Hiçbir şey söylemeden dediğimi yaptı. Kaldırıma yanaşıp kenarda durdu. Etrafa bakındım. Akşam karanlığının sessizliğinde kimseler yoktu etrafta… Arabanın içi de sessizdi. Elleri direksiyonda, gözleri yolda… Konuşmuyordu benimle… Uzanıp elini tuttum.
“Küstün mü bana? Niye böyle yapıyorsun aşkım?” dedim. “Uzatmasana artık… Anlattım sana, kocam geliyor sabaha… Adam bir haftadır evden ayrı, gelir gelmez kudurmuş gibi sevişmek isteyecek benimle… Aslında bugün sana hiç gelmemem lazımdı ama…”
Elini tutup dudaklarıma götürdüm. Orta parmağını ayırdım, dudaklarımda gezdirip ağzıma soktum. Biliyordum dayanamayacağını… Ürpererek bana döndü. Alev saçan mavi gözlerini dudaklarıma dikti. Parmağını emmekte olan etli, rujlu dudaklarıma… Gülümsedim, parmağını çıkarıp,
“Dayanamıyorum ki… Şeytan tüyü var sende Emrecim… Hadii… Ne güzel seviştik işte… Bir saat daha sevişmeyi ben de isterim ama, enişten geliyor, hazırlık yapmam lazım, kendimi hazırlamam lazım. Sabahlara kadar sevişsek seninle, ne sen doyacaksın, ne de ben…” Elini tutup eteğimin altına, bacaklarımın arasına soktum, çıplak etimi avuçladı parmaklarıyla… Ateş gibi yandı amım parmaklarının temasını hissedince…

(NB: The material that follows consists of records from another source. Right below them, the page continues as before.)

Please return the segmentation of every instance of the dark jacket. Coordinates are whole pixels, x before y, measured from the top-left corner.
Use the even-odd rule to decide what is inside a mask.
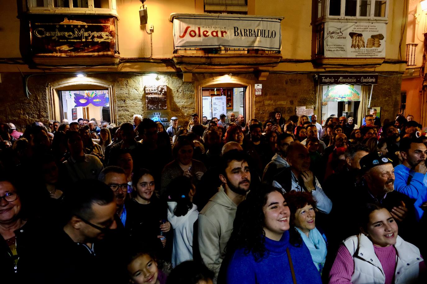
[[[6,240],[0,235],[0,275],[2,283],[19,282],[18,279],[22,275],[21,259],[33,253],[32,250],[35,241],[33,236],[38,230],[40,229],[38,224],[38,221],[34,220],[29,220],[25,225],[14,232],[18,253],[16,256],[13,255]],[[18,261],[15,266],[15,260],[17,258],[18,258]],[[5,279],[10,281],[8,282]],[[3,281],[4,282],[3,282]]]

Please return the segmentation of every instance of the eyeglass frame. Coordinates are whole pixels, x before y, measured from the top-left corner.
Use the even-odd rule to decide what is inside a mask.
[[[117,191],[117,190],[118,190],[119,187],[121,188],[122,191],[123,191],[124,192],[127,192],[128,189],[129,189],[129,185],[128,184],[108,184],[108,186],[110,187],[110,188],[111,189],[111,190],[112,190],[114,192],[116,192],[116,191]],[[111,186],[117,186],[117,188],[116,188],[115,189],[113,189],[113,188],[111,188]],[[126,186],[126,190],[123,189],[124,187],[125,186]]]
[[[111,227],[111,225],[110,225],[108,227],[105,227],[105,228],[102,228],[102,227],[100,227],[99,226],[95,225],[93,223],[91,223],[86,219],[85,219],[84,218],[82,218],[81,217],[79,216],[78,215],[74,215],[74,216],[75,216],[77,218],[79,218],[82,221],[83,221],[83,223],[86,224],[88,225],[89,225],[92,228],[94,228],[95,229],[96,229],[97,230],[99,230],[102,232],[105,232],[106,231],[109,230],[110,227]],[[114,220],[113,220],[113,223],[114,223]],[[113,223],[111,223],[111,224],[113,224]]]
[[[7,195],[8,193],[13,193],[14,194],[15,194],[16,195],[16,197],[15,198],[15,199],[14,199],[12,201],[9,201],[9,200],[8,200],[7,199],[6,199],[6,196],[7,196]],[[15,192],[15,191],[9,191],[8,192],[6,192],[6,194],[4,195],[3,196],[0,196],[0,202],[1,202],[1,200],[2,200],[2,198],[4,198],[4,200],[6,201],[6,202],[8,202],[9,203],[10,203],[11,202],[13,202],[13,201],[16,201],[18,198],[18,194],[16,192]]]

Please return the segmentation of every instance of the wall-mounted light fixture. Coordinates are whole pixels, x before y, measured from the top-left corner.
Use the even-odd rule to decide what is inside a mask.
[[[148,20],[148,14],[147,14],[147,7],[144,5],[145,0],[140,0],[142,3],[142,6],[139,8],[139,23],[140,25],[145,25]]]

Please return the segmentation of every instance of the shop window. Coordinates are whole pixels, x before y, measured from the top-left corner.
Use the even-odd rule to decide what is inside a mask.
[[[237,119],[239,115],[245,116],[244,88],[203,88],[202,90],[203,116],[208,120],[219,119],[224,114],[233,112]]]
[[[29,11],[44,13],[57,13],[58,10],[84,11],[85,14],[93,11],[94,14],[102,11],[109,11],[117,15],[115,10],[116,0],[28,0]]]
[[[248,0],[204,0],[205,12],[248,14]]]
[[[110,122],[110,96],[108,90],[66,90],[60,91],[61,119],[77,121],[81,118],[94,118],[99,122]]]
[[[387,20],[389,0],[315,0],[318,18]]]
[[[406,109],[406,92],[401,92],[401,109],[400,112],[402,113],[405,113],[405,109]]]

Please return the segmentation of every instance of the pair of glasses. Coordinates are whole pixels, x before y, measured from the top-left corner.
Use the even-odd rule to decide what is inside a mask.
[[[16,198],[18,198],[18,195],[17,194],[16,192],[6,192],[6,194],[3,196],[0,196],[0,202],[1,201],[2,198],[4,198],[4,200],[8,202],[13,202],[16,200]]]
[[[76,217],[77,218],[79,218],[79,219],[80,219],[80,220],[81,220],[82,221],[83,221],[84,223],[86,223],[88,225],[89,225],[90,226],[91,226],[92,228],[94,228],[95,229],[96,229],[97,230],[99,230],[99,231],[100,231],[102,232],[108,232],[108,231],[109,231],[110,230],[110,227],[111,226],[111,224],[109,226],[106,226],[106,227],[105,227],[104,228],[102,228],[102,227],[100,227],[99,226],[97,226],[97,225],[95,225],[95,224],[93,224],[92,223],[91,223],[90,222],[89,222],[88,220],[86,220],[84,218],[82,218],[82,217],[81,217],[80,216],[79,216],[78,215],[75,215],[75,216],[76,216]],[[113,223],[114,223],[114,220],[113,220],[111,222],[111,224],[112,224]]]
[[[110,188],[113,191],[117,191],[119,188],[122,190],[122,191],[123,192],[126,192],[128,191],[128,184],[108,184],[108,186],[110,186]]]

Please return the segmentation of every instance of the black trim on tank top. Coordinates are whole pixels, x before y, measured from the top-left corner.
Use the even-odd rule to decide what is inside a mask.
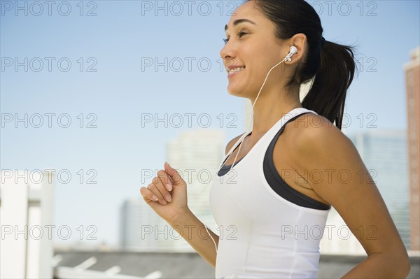
[[[276,169],[276,167],[274,166],[274,162],[273,160],[273,152],[274,152],[274,145],[276,144],[276,142],[277,141],[277,140],[278,140],[279,137],[280,136],[280,135],[281,134],[281,133],[283,133],[283,131],[284,130],[286,125],[288,122],[290,122],[295,120],[296,118],[298,118],[300,115],[303,115],[304,114],[307,114],[307,113],[309,113],[309,112],[303,113],[296,115],[296,116],[293,117],[293,118],[290,119],[289,120],[288,120],[283,125],[281,129],[280,129],[280,130],[277,132],[277,134],[276,134],[274,138],[272,140],[272,142],[270,143],[267,151],[265,152],[265,155],[264,156],[264,162],[263,162],[263,166],[262,166],[263,171],[264,171],[264,176],[265,176],[265,179],[267,180],[267,182],[268,183],[268,184],[270,185],[271,188],[276,193],[277,193],[277,194],[279,194],[284,199],[288,200],[288,201],[293,203],[295,204],[297,204],[298,206],[300,206],[306,207],[306,208],[326,210],[330,209],[331,208],[331,206],[327,205],[324,203],[322,203],[314,199],[312,199],[310,196],[308,196],[300,192],[299,191],[295,189],[294,188],[292,188],[288,184],[287,184],[283,180],[281,176],[280,176],[280,174]],[[249,134],[252,134],[252,132],[250,133]],[[239,145],[237,146],[233,151],[234,151],[238,147],[239,147]],[[233,152],[233,151],[232,151],[232,152]],[[246,155],[245,155],[245,156],[246,156]],[[242,159],[244,159],[245,157],[245,156],[243,157],[242,158],[241,158],[239,160],[237,161],[234,163],[234,166],[237,164],[238,164]],[[225,164],[225,162],[227,160],[227,158],[226,158],[225,159],[225,161],[223,162],[223,164]],[[232,166],[232,164],[227,165],[227,166],[223,165],[222,166],[222,168],[220,168],[220,169],[218,172],[217,175],[218,176],[224,176],[225,174],[226,174],[227,173],[229,172],[229,170],[230,169],[231,166]]]

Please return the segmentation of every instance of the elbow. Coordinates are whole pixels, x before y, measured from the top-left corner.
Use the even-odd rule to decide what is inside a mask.
[[[393,262],[394,262],[395,266],[396,266],[396,268],[394,269],[397,273],[396,274],[396,277],[399,278],[407,278],[411,270],[410,257],[408,257],[407,252],[405,251],[404,253],[394,255]]]

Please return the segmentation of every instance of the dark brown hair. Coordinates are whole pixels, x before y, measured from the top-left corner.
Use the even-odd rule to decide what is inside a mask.
[[[306,35],[307,52],[286,87],[300,86],[315,76],[302,106],[335,122],[341,129],[346,94],[356,67],[354,47],[328,41],[323,43],[319,16],[304,0],[253,1],[276,26],[278,38],[286,40],[298,33]]]

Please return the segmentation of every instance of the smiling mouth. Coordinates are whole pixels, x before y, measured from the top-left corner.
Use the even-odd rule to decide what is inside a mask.
[[[231,75],[234,73],[239,73],[239,72],[241,71],[242,70],[244,70],[244,69],[245,69],[245,67],[233,68],[230,70],[227,70],[227,74]]]

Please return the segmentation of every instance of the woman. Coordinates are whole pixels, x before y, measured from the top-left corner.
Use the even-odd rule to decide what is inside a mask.
[[[216,268],[216,278],[316,278],[320,238],[308,231],[325,227],[331,206],[368,255],[343,278],[407,276],[398,232],[341,131],[355,69],[351,48],[325,41],[319,17],[302,0],[248,0],[233,15],[220,54],[229,93],[253,103],[253,129],[226,146],[218,176],[234,166],[235,182],[215,180],[210,201],[219,229],[232,226],[235,237],[221,230],[220,238],[209,231],[212,239],[204,237],[186,183],[167,162],[141,189],[145,201]],[[313,78],[301,103],[300,85]],[[345,183],[337,175],[343,170],[351,178]],[[374,237],[366,237],[372,228]]]

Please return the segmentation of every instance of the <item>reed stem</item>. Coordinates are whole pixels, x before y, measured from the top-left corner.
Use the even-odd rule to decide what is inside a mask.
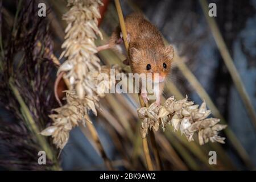
[[[117,14],[118,15],[118,19],[119,19],[121,29],[122,31],[122,33],[123,34],[123,42],[124,42],[125,48],[126,49],[126,51],[128,52],[129,45],[128,45],[128,43],[127,42],[127,31],[126,31],[126,28],[125,27],[125,20],[123,19],[123,13],[122,11],[122,9],[121,9],[121,7],[120,5],[120,2],[119,2],[119,0],[115,0],[115,7],[117,9]],[[144,103],[144,102],[141,99],[139,95],[139,100],[140,100],[141,106],[143,107],[144,105],[146,105],[145,103]],[[155,142],[155,139],[154,138],[154,139],[155,143],[156,143],[156,142]],[[153,142],[152,140],[153,140],[153,139],[151,140],[151,142]],[[149,152],[147,138],[142,138],[142,144],[143,144],[144,154],[145,155],[145,159],[146,159],[146,162],[147,163],[147,168],[149,171],[153,170],[153,166],[152,166],[151,159],[150,158],[150,154]],[[158,154],[159,154],[158,148],[155,147],[156,146],[154,145],[154,144],[152,144],[152,146],[154,148],[154,150],[155,151],[158,151],[157,152],[156,152],[156,153],[158,152]],[[155,152],[154,152],[154,154],[155,154]],[[155,155],[155,158],[156,159],[156,161],[157,162],[156,163],[158,163],[158,162],[160,163],[161,160],[160,159],[159,155],[158,155],[158,156],[156,155]],[[156,159],[156,158],[158,158],[158,159]]]

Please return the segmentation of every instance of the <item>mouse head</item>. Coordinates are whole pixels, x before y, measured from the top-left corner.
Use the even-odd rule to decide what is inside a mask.
[[[159,82],[163,82],[171,71],[174,51],[172,46],[141,50],[131,48],[130,55],[134,73],[152,73],[152,80],[154,73],[158,73]]]

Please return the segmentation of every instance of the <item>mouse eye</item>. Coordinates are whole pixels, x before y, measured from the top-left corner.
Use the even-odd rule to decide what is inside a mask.
[[[163,63],[163,67],[164,69],[166,69],[166,68],[167,68],[167,65],[166,65],[166,63]]]
[[[150,64],[147,64],[147,67],[146,67],[147,70],[150,70],[150,69],[151,69],[151,65],[150,65]]]

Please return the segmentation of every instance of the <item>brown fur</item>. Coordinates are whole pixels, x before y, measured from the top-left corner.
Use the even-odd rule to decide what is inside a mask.
[[[174,57],[174,49],[171,46],[166,47],[161,34],[157,28],[147,20],[140,13],[133,13],[125,19],[129,42],[128,59],[131,63],[133,73],[159,73],[165,77],[170,71]],[[117,44],[120,38],[120,28],[113,33],[109,44],[111,47]],[[167,68],[163,64],[165,63]],[[151,69],[146,67],[150,64]]]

“Yaramaz çocuk, baksana altımda külot bile bırakmadın. Sütyen külot parçaladın. Mahvettin beni öğlenden beri… Doymuyorsun sevişmeye… Kocama da bırak biraz aşkım…” Parmaklarıyla amımın dudaklarını sıktı hırsla,
“Kocanı da sikeyim, seni de sikeyim. Doğrusun, doymuyorum sana, ne yapayım… Hastayım sana Gül… Seni sikmelere doymam ben… Kısrak gibi, tay gibi karısın, şehvetlisin, ateşlisin… Senin gibisini sikmedim ben…”
Ben de elimi uzatıp önündeki kabarıklığı avuçladım, sıktım. Saatlerdir bana mısın demeyen alet yine kabarık, yine hazır, yine kalkmış vaziyetteydi. İçime girip çıkmalarını hatırladım, vajinamın yandığını, sızladığını hissettim. On dokuz yaşında oğlanın bacak arasında resmen bir balta sapı vardı.
Bir yandan da içimden gülmek geldi, belli etmedim. Daha yaşı kaç, başı kaç, benim gibisini sikmemiş ergen oğlan…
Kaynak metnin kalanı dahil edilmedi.